Reputation: 2534
This is for a custom UDTF in a hive query, CreateLogTable
is the UDTF class which I am using as a temp for testing. I am creating one thread per file to be downloaded from Amazon S3
and waiting until another thread becomes available before allocating another file to the thread.
Main Test logic:
CreateLogTable CLT = new CreateLogTable();
int numThreads = 2;
int index = 0;
DownloadFileThread[] dlThreads = new DownloadFileThread[numThreads];
for (S3ObjectSummary oSummary : bucketKeys.getObjectSummaries()) {
while (dlThreads[index] != null && dlThreads[index].isAlive()) {
index += 1;
index = index % numThreads;
}
dlThreads[index] = new DownloadFileThread(CLT , getBucket(oSummary.getBucketName() + "/"

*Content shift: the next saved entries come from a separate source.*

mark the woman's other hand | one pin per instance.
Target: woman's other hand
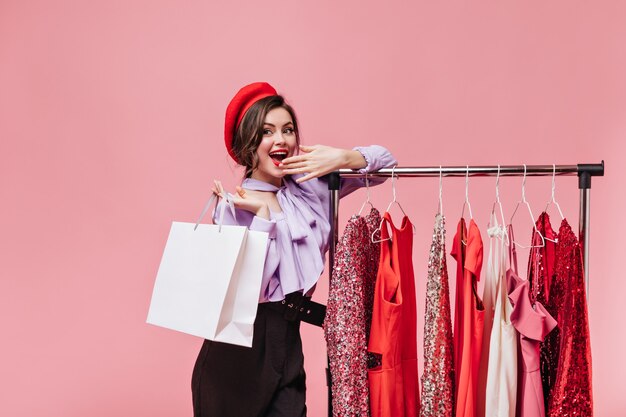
(243, 201)
(318, 160)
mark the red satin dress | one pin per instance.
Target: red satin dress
(469, 316)
(394, 388)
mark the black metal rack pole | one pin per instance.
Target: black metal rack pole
(583, 171)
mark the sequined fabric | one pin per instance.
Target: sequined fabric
(438, 378)
(572, 391)
(348, 315)
(541, 264)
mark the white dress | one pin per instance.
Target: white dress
(502, 372)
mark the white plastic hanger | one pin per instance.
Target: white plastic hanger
(505, 236)
(523, 200)
(553, 200)
(395, 200)
(367, 186)
(467, 203)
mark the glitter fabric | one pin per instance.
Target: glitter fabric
(394, 386)
(438, 378)
(572, 391)
(541, 260)
(348, 315)
(541, 264)
(467, 249)
(533, 322)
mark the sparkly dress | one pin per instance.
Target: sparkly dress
(394, 385)
(541, 264)
(467, 249)
(571, 394)
(348, 315)
(533, 322)
(438, 377)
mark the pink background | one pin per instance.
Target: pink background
(111, 118)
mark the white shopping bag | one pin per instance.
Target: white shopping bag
(209, 280)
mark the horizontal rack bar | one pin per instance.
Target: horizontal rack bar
(481, 171)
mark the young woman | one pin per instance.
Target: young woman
(282, 194)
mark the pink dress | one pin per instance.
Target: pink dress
(533, 325)
(349, 315)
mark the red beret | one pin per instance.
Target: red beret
(239, 105)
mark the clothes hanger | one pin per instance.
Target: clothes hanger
(553, 200)
(440, 205)
(505, 236)
(466, 199)
(467, 203)
(395, 200)
(523, 200)
(367, 186)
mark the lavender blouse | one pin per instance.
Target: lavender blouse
(299, 236)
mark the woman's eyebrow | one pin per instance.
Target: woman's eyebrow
(269, 124)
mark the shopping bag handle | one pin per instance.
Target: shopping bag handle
(229, 201)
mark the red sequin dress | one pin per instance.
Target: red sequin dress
(349, 314)
(572, 391)
(438, 378)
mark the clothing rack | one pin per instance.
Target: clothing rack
(583, 171)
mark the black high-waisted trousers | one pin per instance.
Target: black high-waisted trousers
(266, 380)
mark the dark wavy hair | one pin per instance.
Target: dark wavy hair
(250, 131)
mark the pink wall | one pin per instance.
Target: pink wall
(111, 119)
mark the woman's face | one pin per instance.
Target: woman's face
(279, 142)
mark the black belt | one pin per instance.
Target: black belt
(295, 307)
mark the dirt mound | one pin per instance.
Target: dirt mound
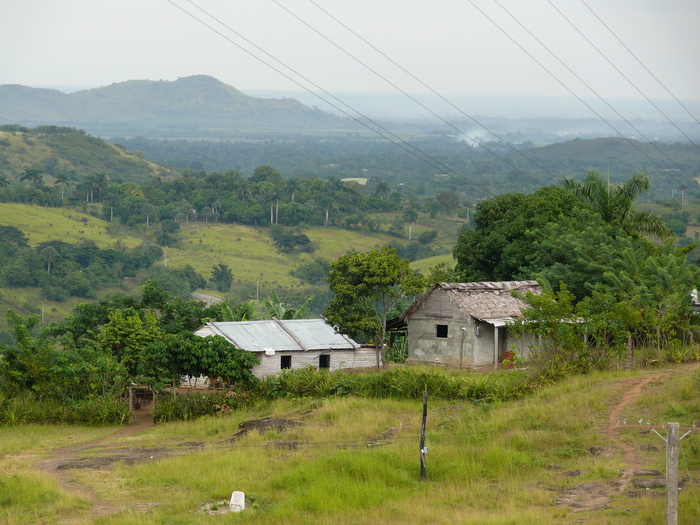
(264, 424)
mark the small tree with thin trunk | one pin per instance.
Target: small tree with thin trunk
(367, 286)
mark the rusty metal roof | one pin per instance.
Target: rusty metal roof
(481, 300)
(283, 335)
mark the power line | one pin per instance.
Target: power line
(561, 82)
(410, 96)
(403, 144)
(640, 62)
(600, 97)
(622, 74)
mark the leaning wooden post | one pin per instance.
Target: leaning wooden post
(672, 431)
(422, 435)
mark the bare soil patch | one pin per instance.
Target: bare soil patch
(593, 495)
(60, 463)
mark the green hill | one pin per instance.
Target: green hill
(248, 251)
(53, 149)
(190, 106)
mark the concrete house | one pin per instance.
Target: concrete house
(291, 344)
(465, 325)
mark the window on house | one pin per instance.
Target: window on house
(286, 362)
(324, 361)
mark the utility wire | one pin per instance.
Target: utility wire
(640, 63)
(410, 96)
(403, 144)
(560, 81)
(622, 74)
(599, 97)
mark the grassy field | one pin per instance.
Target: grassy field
(349, 460)
(248, 251)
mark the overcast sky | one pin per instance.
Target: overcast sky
(449, 44)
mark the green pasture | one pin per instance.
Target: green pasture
(352, 460)
(63, 224)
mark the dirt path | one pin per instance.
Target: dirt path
(61, 460)
(209, 299)
(597, 495)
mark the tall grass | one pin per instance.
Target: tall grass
(399, 383)
(97, 411)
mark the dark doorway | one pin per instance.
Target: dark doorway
(324, 361)
(286, 362)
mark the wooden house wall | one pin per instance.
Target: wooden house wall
(339, 359)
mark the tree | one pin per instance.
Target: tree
(410, 215)
(148, 210)
(616, 203)
(33, 176)
(62, 179)
(448, 201)
(498, 248)
(381, 190)
(241, 312)
(49, 253)
(222, 277)
(277, 309)
(367, 286)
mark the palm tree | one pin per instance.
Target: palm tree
(33, 176)
(50, 255)
(277, 309)
(381, 190)
(410, 215)
(62, 179)
(615, 203)
(101, 181)
(148, 210)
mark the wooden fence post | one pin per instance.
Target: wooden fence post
(422, 435)
(672, 431)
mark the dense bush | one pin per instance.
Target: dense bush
(96, 411)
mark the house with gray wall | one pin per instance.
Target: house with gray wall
(291, 344)
(465, 325)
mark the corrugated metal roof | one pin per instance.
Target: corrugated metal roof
(283, 336)
(482, 300)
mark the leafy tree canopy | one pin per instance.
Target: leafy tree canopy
(498, 247)
(367, 286)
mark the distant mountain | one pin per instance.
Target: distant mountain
(196, 106)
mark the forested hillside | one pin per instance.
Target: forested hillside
(68, 154)
(196, 106)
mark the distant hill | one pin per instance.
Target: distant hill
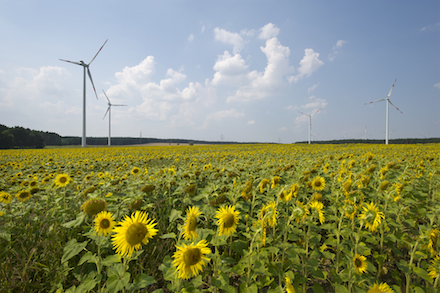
(19, 137)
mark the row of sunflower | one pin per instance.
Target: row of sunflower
(247, 218)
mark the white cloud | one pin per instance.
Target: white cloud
(166, 100)
(308, 65)
(268, 31)
(221, 115)
(336, 48)
(226, 37)
(339, 44)
(133, 76)
(230, 70)
(313, 106)
(267, 83)
(248, 33)
(312, 88)
(431, 27)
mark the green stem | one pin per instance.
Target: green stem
(408, 275)
(306, 257)
(338, 241)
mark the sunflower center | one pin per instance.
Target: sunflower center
(192, 223)
(192, 256)
(105, 223)
(228, 220)
(136, 233)
(24, 194)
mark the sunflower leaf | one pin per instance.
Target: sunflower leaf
(72, 248)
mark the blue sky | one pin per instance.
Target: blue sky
(238, 70)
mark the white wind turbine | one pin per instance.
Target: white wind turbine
(86, 67)
(109, 111)
(310, 121)
(387, 99)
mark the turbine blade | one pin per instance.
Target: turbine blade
(90, 76)
(106, 96)
(395, 107)
(97, 52)
(106, 112)
(391, 89)
(77, 63)
(316, 112)
(375, 101)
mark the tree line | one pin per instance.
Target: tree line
(20, 137)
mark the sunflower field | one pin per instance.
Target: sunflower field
(225, 218)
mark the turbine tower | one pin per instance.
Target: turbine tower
(310, 121)
(387, 99)
(86, 68)
(109, 117)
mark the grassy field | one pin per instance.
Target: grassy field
(235, 218)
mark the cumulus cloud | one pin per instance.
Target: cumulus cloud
(308, 65)
(268, 31)
(336, 48)
(230, 70)
(313, 106)
(264, 84)
(166, 100)
(312, 88)
(229, 38)
(222, 115)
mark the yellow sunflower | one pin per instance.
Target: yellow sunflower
(434, 268)
(432, 245)
(104, 223)
(294, 190)
(318, 183)
(285, 196)
(289, 286)
(346, 186)
(384, 185)
(227, 220)
(190, 260)
(189, 230)
(269, 213)
(371, 217)
(131, 232)
(300, 212)
(380, 288)
(23, 195)
(62, 180)
(263, 184)
(135, 171)
(350, 209)
(5, 197)
(318, 206)
(275, 181)
(360, 264)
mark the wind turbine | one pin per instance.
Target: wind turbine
(310, 121)
(109, 117)
(86, 68)
(387, 99)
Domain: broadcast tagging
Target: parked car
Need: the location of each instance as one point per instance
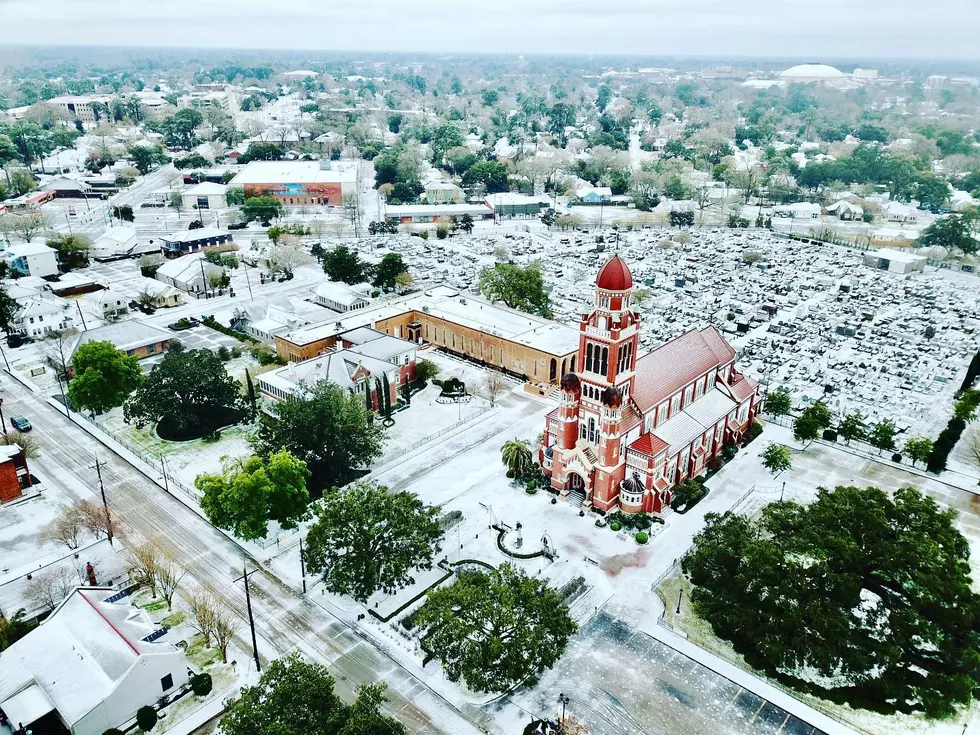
(20, 423)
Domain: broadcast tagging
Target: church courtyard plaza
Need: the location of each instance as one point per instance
(618, 613)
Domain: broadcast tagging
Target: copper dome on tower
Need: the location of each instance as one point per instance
(615, 275)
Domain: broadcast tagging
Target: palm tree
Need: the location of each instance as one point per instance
(517, 456)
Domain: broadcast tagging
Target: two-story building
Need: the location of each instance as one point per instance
(631, 427)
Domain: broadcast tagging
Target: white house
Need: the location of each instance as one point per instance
(115, 242)
(33, 259)
(341, 297)
(897, 212)
(206, 195)
(188, 273)
(93, 663)
(42, 315)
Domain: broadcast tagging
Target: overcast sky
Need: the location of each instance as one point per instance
(800, 29)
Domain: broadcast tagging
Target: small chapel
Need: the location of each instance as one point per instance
(629, 428)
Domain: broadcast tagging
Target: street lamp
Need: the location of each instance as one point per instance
(565, 700)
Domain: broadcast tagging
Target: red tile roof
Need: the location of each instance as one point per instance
(670, 367)
(742, 388)
(615, 275)
(649, 444)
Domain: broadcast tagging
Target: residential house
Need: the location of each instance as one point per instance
(594, 195)
(131, 336)
(42, 315)
(443, 192)
(190, 273)
(14, 473)
(114, 243)
(357, 362)
(193, 241)
(90, 665)
(32, 259)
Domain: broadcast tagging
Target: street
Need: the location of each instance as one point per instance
(284, 620)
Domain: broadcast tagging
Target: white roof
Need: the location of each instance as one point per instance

+ oSummary.getKey()), getFile(oSummary.getKey()), index);
dlThreads[index].start();
index += 1;
index = index % numThreads;
}
Thread class (run()
method):
try {
System.out.println("Creating thread " + this.threadnum);
this.fileObj = this.S3CLIENT.getObject(new GetObjectRequest(this.filePath, this.fileName));
this.fileIn = new Scanner(new GZIPInputStream(this.fileObj.getObjectContent()));
while (this.fileIn.hasNext()) {
this.parent.forwardToTable(fileIn.nextLine());
}
System.out.println("Finished " + this.threadnum);
} catch (Throwable e) {
System.out.println("Downloading of " + this.fileName + " failed.");
}
The while loop before the thread creation should be looping until it finds a null thread
or a dead thread
until it exits the loop, in which case a new thread
will be created and started. Since I included logging to console, I am able to observe this process, but the output is unexpected:
Creating thread 0
Creating thread 1
Creating thread 0
Creating thread 1
Creating thread 0
Creating thread 1
Creating thread 0
...
Creating thread 1
Creating thread 0
Creating thread 1
Finished 0
Finished 1
Finished 1
Finished 0
Finished 1
Finished 1
...
Finished 0
Finished 1
Finished 0
Finished 1
The above is only the first few lines of output. The issue is that more than two threads are created before any threads complete their tasks.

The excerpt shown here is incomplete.